EDITOR'S CORNER: Does the United Nations Still Matter?
This week marked UNGA (United Nations General Assembly) week. It's a time when world leaders gather at the UN headquarters in New York to debate and deliberate on pressing global issues. One of the major topics this year was the question of Palestinian statehood. Several countries, including France and the UK, have recently moved to formally recognize Palestine, joining more than 150 UN member states that already do so. At the same time, strong opposition remains, particularly from the United States and Israel.
Amid these debates, a larger question loomed: does the United Nations still matter in today’s turbulent political landscape?

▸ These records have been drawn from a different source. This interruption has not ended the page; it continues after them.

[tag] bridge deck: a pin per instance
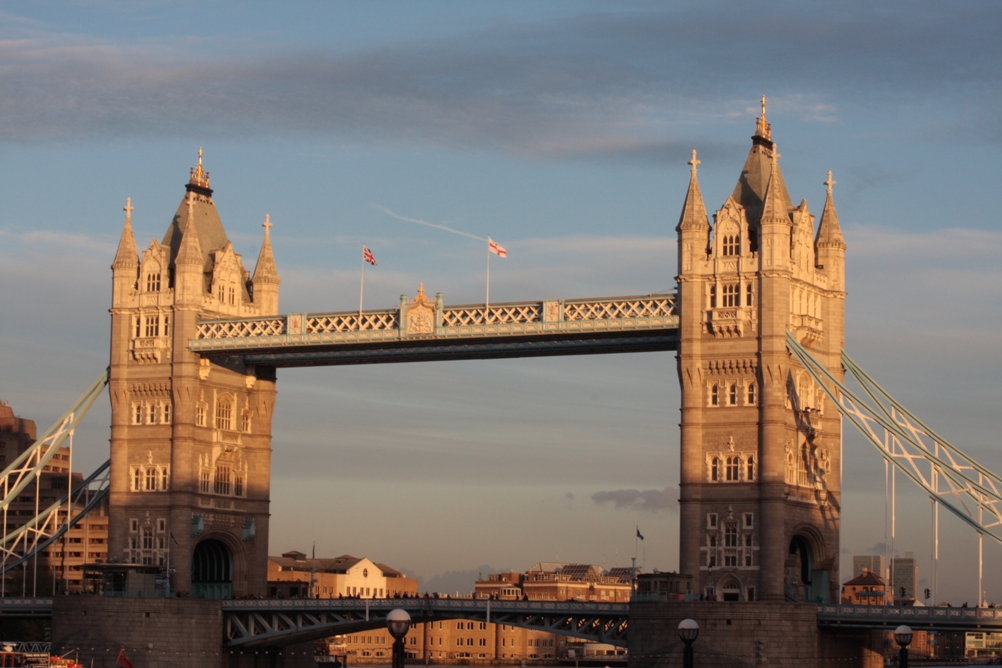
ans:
(424, 331)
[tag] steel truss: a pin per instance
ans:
(949, 476)
(26, 541)
(274, 623)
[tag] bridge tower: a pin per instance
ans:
(761, 446)
(190, 440)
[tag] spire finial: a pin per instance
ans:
(694, 162)
(830, 182)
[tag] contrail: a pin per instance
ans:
(429, 224)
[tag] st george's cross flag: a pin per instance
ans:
(367, 255)
(493, 246)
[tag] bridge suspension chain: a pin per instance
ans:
(949, 476)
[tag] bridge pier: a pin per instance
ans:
(739, 634)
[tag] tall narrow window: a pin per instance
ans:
(221, 480)
(732, 466)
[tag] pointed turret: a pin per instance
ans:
(693, 214)
(829, 231)
(266, 274)
(127, 255)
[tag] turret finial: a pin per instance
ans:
(830, 182)
(694, 162)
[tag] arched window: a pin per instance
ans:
(732, 466)
(223, 414)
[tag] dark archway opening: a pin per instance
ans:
(211, 571)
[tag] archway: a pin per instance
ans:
(211, 570)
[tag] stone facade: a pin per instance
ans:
(190, 440)
(761, 444)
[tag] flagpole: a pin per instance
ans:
(487, 299)
(362, 286)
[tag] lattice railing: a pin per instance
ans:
(596, 310)
(265, 326)
(370, 321)
(508, 313)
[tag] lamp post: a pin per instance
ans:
(399, 623)
(688, 631)
(903, 634)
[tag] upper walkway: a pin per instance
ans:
(424, 330)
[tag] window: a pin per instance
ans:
(732, 466)
(223, 415)
(731, 295)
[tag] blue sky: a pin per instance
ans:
(561, 129)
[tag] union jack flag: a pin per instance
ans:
(493, 246)
(367, 255)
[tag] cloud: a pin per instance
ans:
(615, 83)
(637, 500)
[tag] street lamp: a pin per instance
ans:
(688, 631)
(399, 623)
(903, 634)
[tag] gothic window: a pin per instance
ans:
(732, 465)
(222, 480)
(223, 414)
(731, 295)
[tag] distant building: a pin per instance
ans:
(872, 563)
(294, 576)
(866, 589)
(905, 577)
(84, 543)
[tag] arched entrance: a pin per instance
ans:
(211, 570)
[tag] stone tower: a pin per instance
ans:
(190, 440)
(761, 445)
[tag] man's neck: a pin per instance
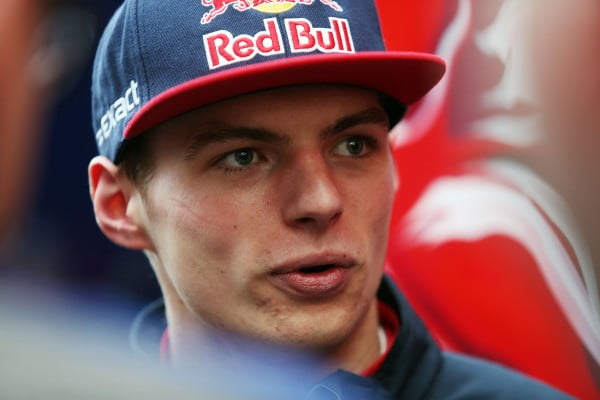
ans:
(362, 348)
(193, 344)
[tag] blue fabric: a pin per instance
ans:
(415, 368)
(159, 45)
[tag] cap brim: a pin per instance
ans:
(405, 76)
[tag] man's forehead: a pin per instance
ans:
(262, 109)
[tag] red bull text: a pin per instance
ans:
(218, 7)
(222, 48)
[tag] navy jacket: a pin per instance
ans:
(415, 368)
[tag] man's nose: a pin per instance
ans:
(311, 197)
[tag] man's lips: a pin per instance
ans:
(313, 276)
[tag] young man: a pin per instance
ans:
(244, 149)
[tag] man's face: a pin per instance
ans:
(268, 213)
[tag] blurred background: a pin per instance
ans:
(496, 226)
(49, 233)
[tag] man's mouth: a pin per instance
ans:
(313, 276)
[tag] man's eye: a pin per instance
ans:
(352, 147)
(240, 158)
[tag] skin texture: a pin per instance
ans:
(214, 231)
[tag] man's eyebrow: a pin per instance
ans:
(374, 115)
(225, 134)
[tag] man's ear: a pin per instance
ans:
(116, 205)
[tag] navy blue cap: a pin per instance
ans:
(158, 59)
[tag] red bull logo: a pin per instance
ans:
(301, 36)
(218, 7)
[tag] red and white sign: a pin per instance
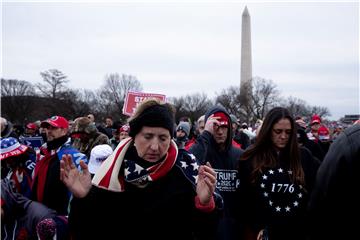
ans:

In this blog post, I want to explore a simple but urgent question: Does the UN still matter? And if so, can it remain strong in a world where global systems seem increasingly fragile and outdated.
WHAT IS THE UNITED NATIONS?
The United Nations was born in 1945 out of the wreckage of World War II, meant to replace the failed League of Nations and to keep another catastrophe from happening. From its headquarters in New York, it has grown from 51 founding members to 193. This is nearly every country in the world. Its charter speaks of peace, human rights, and development, setting broad goals that remain as urgent today as they were at the start.
Over the decades, the UN has become more than just a talking shop. Its peacekeepers have patrolled conflict zones, its agencies have delivered food and medicine in times of disaster, and its declarations have helped shape global norms on rights, the environment, and development. From the Universal Declaration of Human Rights to the Sustainable Development Goals, the UN has at times pushed the world forward in ways that go beyond speeches.
And yet its limits are obvious. The veto power of the five permanent Security Council members often blocks action, freezing the institution in a post-1945 order that no longer matches today’s fractured world. Critics question its relevance, but without it, there would be no place where nearly every nation can at least come to the same table. Imperfect as it is, the UN remains the only global arena where cooperation is still possible.
WHAT IS VETO POWER AND WHO HAS IT?
At the core of the UN Security Council is the veto, held by its five permanent members: the United States, the United Kingdom, France, Russia, and China. Any one of them can block a resolution, no matter how much support it has from the rest of the Council or the wider UN. When it was created in 1945, the veto was meant to keep the major powers engaged, ensuring that the UN would not collapse the way the League of Nations had.
But today the veto is seen less as a safeguard than as a weapon. It reflects a balance of power frozen at the end of World War II, not the world as it is now. Russia has used it to shield itself over Ukraine; the United States has done the same on issues involving Israel and Palestine. The result is often paralysis, with crises unfolding while the Council stands by.
Reform is a constant demand, whether by expanding the Security Council or curbing the veto itself. Yet change would require the consent of those very states that profit from the system. That makes the veto not just a symbol of power but also one of the UN’s hardest knots to untangle.
The Secretary-General is the UN’s public face and chief administrator, tasked with guiding the organization’s work and stepping in as mediator during global crises. Since 2017, that role has been held by António Guterres, a former Portuguese prime minister and UN refugee chief, who brought long political and humanitarian experience to the job.
He has made conflict prevention, climate change, and reform central themes of his tenure. Inside the UN, he has pushed for gender parity; outside it, he has become one of the loudest international voices warning about the climate emergency. His efforts to streamline the bureaucracy have been part of a broader attempt to make the institution more effective.
Yet Guterres has never escaped the UN’s limits. Critics say his diplomatic caution puts relationships with powerful states above confronting abuses, while his reform drive has often underdelivered. On the biggest crises—from Syria to Ukraine—he has been constrained by the same Security Council vetoes that stall the institution itself. And in 2024, when Israel declared him persona non grata after he stopped short of condemning an Iranian missile strike, the uproar highlighted just how little authority the office truly carries when it collides with the interests of member states.